Die Erarbeitung des StEP Wohnen 2030 erfolgt in zwei Stufen. Die erste wurde im Herbst 2017 abgeschlossen, „in der zweiten Stufe wird dann der StEP Wohnen 2030 mit allen Inhalten vollständig erarbeitet und voraussichtlich Ende 2018 vom Senat beschlossen“, so die Senatsverwaltung für Stadtentwicklung. Auf diese endgültige Version kann man gespannt sein, denn inzwischen wird ein weiterer Trend sichtbar. 2016 blieb die Bauleistung mit 13.500 Fertigstellungen um 6.500 hinter den geplanten 20.000 Wohneinheiten zurück und 2017 waren es einschließlich der Baumaßnahmen an bestehenden Gebäuden ca. 15.600 neuentstandene Wohnungen und damit 4.400 weniger als die Zielvorgabe. Außerdem wurde bei der Schätzung des Bedarfs der zu ersetzende Wohnungsverlust durch Abbruch, Zusammenlegung und Zweckentfremdung komplett unberücksichtigt gelassen.
Zweifel an der Realitätstüchtigkeit des Werks sind also angebracht.

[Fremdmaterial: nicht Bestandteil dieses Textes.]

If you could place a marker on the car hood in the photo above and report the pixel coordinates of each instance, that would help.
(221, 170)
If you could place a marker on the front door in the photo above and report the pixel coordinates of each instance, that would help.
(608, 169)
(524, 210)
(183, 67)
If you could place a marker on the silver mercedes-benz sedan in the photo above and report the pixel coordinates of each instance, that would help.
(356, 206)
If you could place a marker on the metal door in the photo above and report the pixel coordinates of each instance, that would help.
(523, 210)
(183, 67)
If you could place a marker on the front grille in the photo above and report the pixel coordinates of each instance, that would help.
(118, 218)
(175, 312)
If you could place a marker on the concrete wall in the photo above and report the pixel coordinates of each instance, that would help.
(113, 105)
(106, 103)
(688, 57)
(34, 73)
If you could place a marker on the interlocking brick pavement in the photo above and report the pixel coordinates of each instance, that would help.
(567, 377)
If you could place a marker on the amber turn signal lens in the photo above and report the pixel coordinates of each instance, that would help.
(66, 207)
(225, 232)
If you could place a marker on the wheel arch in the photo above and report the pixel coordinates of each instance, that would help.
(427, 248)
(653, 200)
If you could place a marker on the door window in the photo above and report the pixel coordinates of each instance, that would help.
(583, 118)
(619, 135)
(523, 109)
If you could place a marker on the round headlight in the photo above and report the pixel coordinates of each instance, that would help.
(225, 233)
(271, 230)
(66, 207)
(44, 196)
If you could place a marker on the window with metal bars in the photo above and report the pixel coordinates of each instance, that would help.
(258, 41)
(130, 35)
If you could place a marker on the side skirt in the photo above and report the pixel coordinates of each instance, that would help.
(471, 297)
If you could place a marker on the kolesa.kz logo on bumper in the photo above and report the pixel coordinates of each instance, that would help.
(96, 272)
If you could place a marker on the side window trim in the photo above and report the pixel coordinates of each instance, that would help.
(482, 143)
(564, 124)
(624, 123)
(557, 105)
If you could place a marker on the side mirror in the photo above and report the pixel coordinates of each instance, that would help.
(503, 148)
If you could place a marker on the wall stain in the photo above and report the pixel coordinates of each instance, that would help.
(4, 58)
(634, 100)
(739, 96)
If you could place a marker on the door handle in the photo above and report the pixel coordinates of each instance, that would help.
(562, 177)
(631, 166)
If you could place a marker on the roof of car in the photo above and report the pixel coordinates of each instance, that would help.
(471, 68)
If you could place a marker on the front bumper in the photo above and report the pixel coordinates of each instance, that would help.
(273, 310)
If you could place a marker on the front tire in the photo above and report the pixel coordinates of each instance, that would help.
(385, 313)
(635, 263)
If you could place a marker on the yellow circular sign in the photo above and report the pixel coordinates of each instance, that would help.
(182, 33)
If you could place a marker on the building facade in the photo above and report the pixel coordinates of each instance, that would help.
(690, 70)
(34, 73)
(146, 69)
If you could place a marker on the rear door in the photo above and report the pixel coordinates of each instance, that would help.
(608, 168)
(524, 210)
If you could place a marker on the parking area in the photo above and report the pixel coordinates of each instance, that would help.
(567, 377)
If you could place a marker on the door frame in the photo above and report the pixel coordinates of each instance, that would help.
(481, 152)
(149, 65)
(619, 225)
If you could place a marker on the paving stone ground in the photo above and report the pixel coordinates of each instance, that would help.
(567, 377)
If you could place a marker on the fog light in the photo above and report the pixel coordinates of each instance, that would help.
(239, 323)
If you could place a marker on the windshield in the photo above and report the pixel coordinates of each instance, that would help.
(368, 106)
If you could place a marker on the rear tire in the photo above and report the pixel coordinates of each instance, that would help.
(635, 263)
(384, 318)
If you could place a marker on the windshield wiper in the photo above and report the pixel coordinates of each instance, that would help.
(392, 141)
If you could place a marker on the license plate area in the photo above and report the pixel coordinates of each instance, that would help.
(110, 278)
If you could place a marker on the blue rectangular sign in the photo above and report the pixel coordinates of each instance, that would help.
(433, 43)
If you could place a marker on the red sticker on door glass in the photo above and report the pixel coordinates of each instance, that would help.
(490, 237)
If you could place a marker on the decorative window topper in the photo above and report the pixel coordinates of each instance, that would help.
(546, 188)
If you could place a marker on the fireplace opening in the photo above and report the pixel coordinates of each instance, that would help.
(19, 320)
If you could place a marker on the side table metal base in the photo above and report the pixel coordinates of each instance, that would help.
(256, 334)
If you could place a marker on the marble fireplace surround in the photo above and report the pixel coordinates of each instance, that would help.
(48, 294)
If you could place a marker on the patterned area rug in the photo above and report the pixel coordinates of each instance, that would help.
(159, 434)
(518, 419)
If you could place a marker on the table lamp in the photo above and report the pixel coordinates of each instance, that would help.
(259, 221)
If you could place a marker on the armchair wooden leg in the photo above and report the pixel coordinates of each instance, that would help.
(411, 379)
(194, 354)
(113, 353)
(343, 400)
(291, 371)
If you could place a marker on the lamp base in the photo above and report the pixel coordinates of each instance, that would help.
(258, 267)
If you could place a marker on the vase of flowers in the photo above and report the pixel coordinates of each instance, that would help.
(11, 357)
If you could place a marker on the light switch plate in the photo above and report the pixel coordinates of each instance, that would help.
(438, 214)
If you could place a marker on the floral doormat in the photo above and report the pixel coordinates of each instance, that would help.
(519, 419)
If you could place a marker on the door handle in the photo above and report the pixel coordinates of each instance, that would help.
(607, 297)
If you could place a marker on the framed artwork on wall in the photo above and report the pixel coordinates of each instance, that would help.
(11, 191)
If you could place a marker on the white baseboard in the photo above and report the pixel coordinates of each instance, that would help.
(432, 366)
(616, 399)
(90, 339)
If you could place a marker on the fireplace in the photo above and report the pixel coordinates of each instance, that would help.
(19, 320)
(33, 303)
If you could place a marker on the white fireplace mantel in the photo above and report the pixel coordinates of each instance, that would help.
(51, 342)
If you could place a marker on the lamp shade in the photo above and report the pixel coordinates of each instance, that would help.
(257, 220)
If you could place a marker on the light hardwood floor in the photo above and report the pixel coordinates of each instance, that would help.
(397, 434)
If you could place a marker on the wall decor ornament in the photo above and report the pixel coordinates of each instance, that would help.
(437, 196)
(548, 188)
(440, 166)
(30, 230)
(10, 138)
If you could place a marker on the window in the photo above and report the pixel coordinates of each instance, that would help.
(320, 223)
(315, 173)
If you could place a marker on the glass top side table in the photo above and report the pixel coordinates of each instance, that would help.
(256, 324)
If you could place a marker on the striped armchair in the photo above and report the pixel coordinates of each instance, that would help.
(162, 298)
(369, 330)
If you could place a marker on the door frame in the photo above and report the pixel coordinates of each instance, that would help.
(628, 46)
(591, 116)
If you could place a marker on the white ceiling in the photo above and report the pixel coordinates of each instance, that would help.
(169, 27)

Dieser Auffassung ist auch der „Fachausschuss VIII Soziale Stadt“ der Berliner SPD, der im November 2018 die Frage stellt: „StEP Wohnen 2030 – Planwerk oder mehr Blendwerk?“ Der Fachausschuss neigt offenbar zur zweiten Variante, denn er stellt fest, dass von 2011 bis 2017 durch die Bevölkerungszunahme ein ungedeckter Bedarf von ca. 90.000 Wohnungen – statt der angesetzten 77.000 – entstanden sei und dass die Bevölkerungsentwicklung bis 2030 deutlich zu gering angesetzt wurde. Bei realistischer Einschätzung würde sie einen zusätzlichen Bedarf von ca. 140.000 Wohnungen bis 2030 erzeugen, sodass – den Abgang von 10.000 berücksichtigt – anstelle der 194.000 Wohnungen mindestens von einem Bedarf von 240.000 ausgegangen werden müsse. Die sozialdemokratischen Berechnungen mögen einiges für sich haben. Vor allem ist zu befürchten, dass die reale Entwicklung selbst hinter der zögerlichen Prognose des StEP Wohnen zurückbleibt, denn ein energisches kommunales Wohnungsbauprogramm steht noch längst nicht auf der Tagesordnung.
Aber zunächst wünschen wir allen Leser/innen ein erholsames Weihnachtsfest und einen guten Rutsch ins neue Jahr.